许安然没有正面回答。
“你前世是什么时候学会看懂人的?”
林远舟垂下眼睛。不是回忆,是直接调取——然后意识到自己又在用系统,硬生生停住。他只能用自己的记忆去想。
“三年。进鼎盛后,用了三年。”
“那三年你有系统吗?”
没有。
“你现在有了系统,于是把那段三年的东西忘了。”许安然的语气仿佛在说一件再自然不过的事,“你不是没有看懂人的能力。你是被系统惯坏了——它太高效,太精准,太让你不必忍受那些看走眼的代价。”
她抬手,用指尖点了点他胸口的位置。
“你用前世十五年才学会,此生被系统覆盖了太久的东西——你本就看得懂人心。只是你忘了,那是你自己的力量。”
林远舟低下头看着自己的右手。
掌心三道刻痕的印记在晨光中泛出淡金色,不再灼痛,而是共振——一种很低的频率,像深水下的暗涌,从掌心传导到手腕,到小臂,到胸腔。系统界面在没有他主动调取的情况下弹了出来。
不是建议分析,不是倒计时提醒。
是一行他从没见过的话:
“宿主自主决策权重首次超过系统建议权重。前置任务第五项解锁——在关键抉择中拒绝系统。”
字迹在他注视下重新排列:
“第四境准入条件:宿主需在脱机状态下完成三次关键判断。当前进度: 0/3。首次判断窗口将在1823室门前开启。”
掌心温度在这一刻骤降。
从灼热到冰点的切换太快,快到他低下头,看见那三道刻痕正映射出他从未见过的光——不是系统的界面光,是一种更深层的、仿佛从他骨血里浸出来的淡蓝。光芒在掌纹间蔓延,析出一行不属于系统字库的笔迹:
“当你不再需要那个声音告诉你是谁,你才真正成为你。
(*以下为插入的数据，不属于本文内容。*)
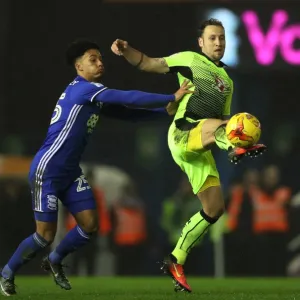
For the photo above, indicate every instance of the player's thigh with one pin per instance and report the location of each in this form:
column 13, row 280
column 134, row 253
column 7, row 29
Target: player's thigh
column 45, row 207
column 80, row 202
column 202, row 136
column 211, row 197
column 200, row 169
column 208, row 129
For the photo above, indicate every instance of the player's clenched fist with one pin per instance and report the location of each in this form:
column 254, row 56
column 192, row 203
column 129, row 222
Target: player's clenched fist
column 119, row 46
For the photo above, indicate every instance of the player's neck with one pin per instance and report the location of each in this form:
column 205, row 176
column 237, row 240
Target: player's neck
column 217, row 62
column 89, row 78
”
那是他自己的字。前世的。
银链芯片里第二任宿主的意识记录在这一刻完整浮现——不是数据,不是加密信息,是一个人挣脱系统时留下的最后一道波纹:识己的第一步,是承认你害怕没有那面镜子,就认不出自己。而识己的最后一步,是亲手打碎那面镜子。
林远舟慢慢合拢右手,将那些字迹和寒光一起攥进拳心。